En évoquant la mort du prince Ratefinanahary, Jean Valette en profite pour faire « une analyse et une critique des sources » qui abordent le sujet. Celles-ci, précise-t-il d’emblée, mentionnent toutes « qu’il est assassiné ou exécuté par Ranavalona Ire ». Et si certains auteurs se contentent de livrer ce fait, d’autres sont plus explicites et donnent parfois de longues explications sur la mise à mort du prince.

Parmi ces dernières sources, l’archiviste paléographe cite dans l’ordre chronologique, le « Journal » de Robert Lyall, l’ « History of Madagascar » de William Ellis, l’ «History of Madagascar » de Raombana, et les « Tantara ny Andriana eto Madagascar » du R. P. Callet. Il dissocie toutefois la source Lyall.

William Ellis est le premier à avoir donné une relation du meurtre de Ratefy et Jean Valette le cite à travers l’analyse qu’en donne Simon Ayache. « Ratefy et son épouse Rabodosahondra (sœur du roi défunt, Radama Ier) se mirent en chemin de Tamatave à Tananarive dès qu’ils apprirent la mort de Radama. Avertis des dangers qui les menaçaient, ils auraient regagné la côte Est dans l’espoir de s’embarquer vers Maurice.» Mais ils n’arrivent pas à en convaincre le capitaine du navire anglais en partance, et ils auraient été contraints de se réfugier en forêt. Là, « les tueurs de Ranavalona les auraient rejoints, exécutant successivement Ratefy et Rabodosahondra ».

Dans son « History of Madagascar », Ellis insère une lettre, en date du 28 aout 1808, écrite par le prince à Charles Colville, gouverneur de Maurice.
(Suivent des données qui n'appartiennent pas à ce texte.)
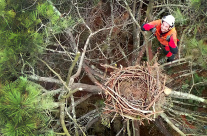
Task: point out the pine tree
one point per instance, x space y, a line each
23 110
25 31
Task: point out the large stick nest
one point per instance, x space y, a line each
135 92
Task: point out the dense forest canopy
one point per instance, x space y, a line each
77 67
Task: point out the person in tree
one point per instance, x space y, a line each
165 32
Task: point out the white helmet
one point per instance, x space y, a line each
169 19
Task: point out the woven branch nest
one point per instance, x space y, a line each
135 92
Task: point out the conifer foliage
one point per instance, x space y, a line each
23 110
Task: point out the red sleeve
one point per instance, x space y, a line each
150 25
173 44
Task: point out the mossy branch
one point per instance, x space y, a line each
164 116
72 67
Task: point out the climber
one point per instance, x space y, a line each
166 34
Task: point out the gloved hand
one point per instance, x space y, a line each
168 38
153 30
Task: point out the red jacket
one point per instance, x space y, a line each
170 45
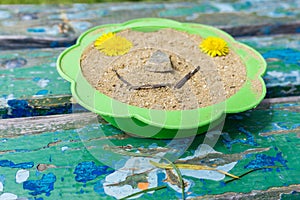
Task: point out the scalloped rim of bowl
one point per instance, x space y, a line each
168 119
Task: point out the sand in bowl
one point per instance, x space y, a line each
164 69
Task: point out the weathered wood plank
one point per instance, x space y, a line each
49 123
57 25
71 153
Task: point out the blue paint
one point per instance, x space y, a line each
42 92
14 63
36 79
45 185
87 171
266 30
262 160
54 44
20 108
242 5
28 16
249 140
98 187
288 56
24 165
36 30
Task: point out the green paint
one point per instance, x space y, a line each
47 148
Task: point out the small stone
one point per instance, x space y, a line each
159 62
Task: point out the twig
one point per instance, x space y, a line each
194 167
144 191
250 171
121 78
187 77
149 86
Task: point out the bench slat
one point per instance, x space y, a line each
56 145
59 25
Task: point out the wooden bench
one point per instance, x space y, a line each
52 148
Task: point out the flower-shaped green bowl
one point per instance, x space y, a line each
143 122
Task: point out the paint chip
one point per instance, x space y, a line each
22 175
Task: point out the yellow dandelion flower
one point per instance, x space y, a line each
112 45
214 46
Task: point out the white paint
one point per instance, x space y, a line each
8 196
22 175
223 7
43 83
3 101
134 165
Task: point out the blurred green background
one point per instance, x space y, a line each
69 1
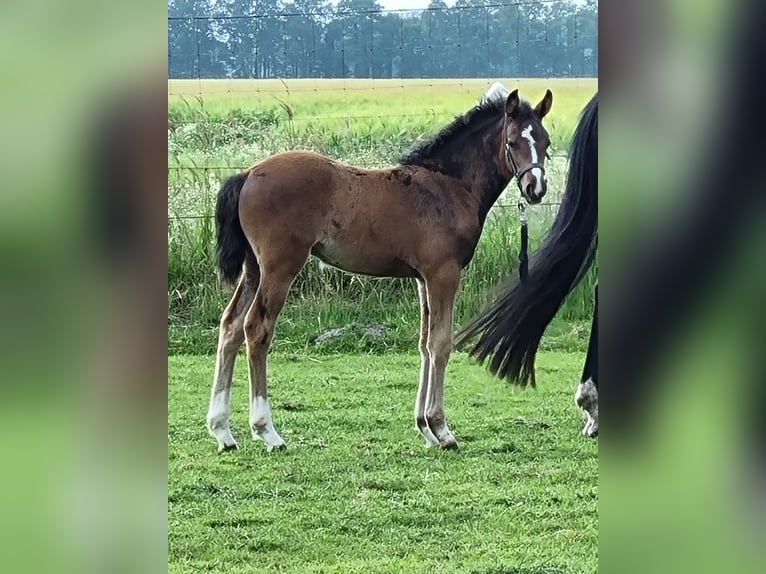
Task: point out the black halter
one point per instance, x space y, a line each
517 173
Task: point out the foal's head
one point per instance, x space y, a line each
526 144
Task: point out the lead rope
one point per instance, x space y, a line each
524 248
524 263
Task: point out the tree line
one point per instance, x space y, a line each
359 39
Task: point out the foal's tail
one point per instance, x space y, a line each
232 243
510 329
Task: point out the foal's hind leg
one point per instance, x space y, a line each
230 338
425 367
441 288
260 324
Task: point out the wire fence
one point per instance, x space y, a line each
277 59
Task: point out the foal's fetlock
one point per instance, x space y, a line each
586 398
219 429
263 429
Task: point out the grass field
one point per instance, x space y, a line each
357 492
216 127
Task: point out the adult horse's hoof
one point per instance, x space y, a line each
450 444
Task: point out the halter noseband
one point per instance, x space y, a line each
517 173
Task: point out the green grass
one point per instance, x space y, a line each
217 126
357 492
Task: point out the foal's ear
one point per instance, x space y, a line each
545 104
512 104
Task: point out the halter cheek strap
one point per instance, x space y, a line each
519 173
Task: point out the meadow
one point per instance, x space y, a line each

Dans cette lettre, il manifeste quelques craintes sur son sort futur, envisage un éventuel séjour hors de Madagascar et renouvelle les sentiments d’amitié et d’estime qu’il porte à la Grande-Bretagne.

Selon Raombana qui rédige son « History » vers les années 1850, Ranavalona Ire aurait d’abord « assassiné » Rabodosahondra avant d’arrêter Ratefy. Après l’exécution de Rabodosahondra à Vohiboaza du côté de Brickaville, les émissaires de Ranavalona se seraient portés à Toamasina, y arrêtent Ratefy et les ramènent en Imerina jusqu’à Ambato­manga où il est alors accusé « d’avoir déserté sa garnison à Tamatave et gagner l’Imerina dans le but d’aider la fille de Radama (Raketaka) et son propre fils, Rakotobe, à s’emparer du trône.»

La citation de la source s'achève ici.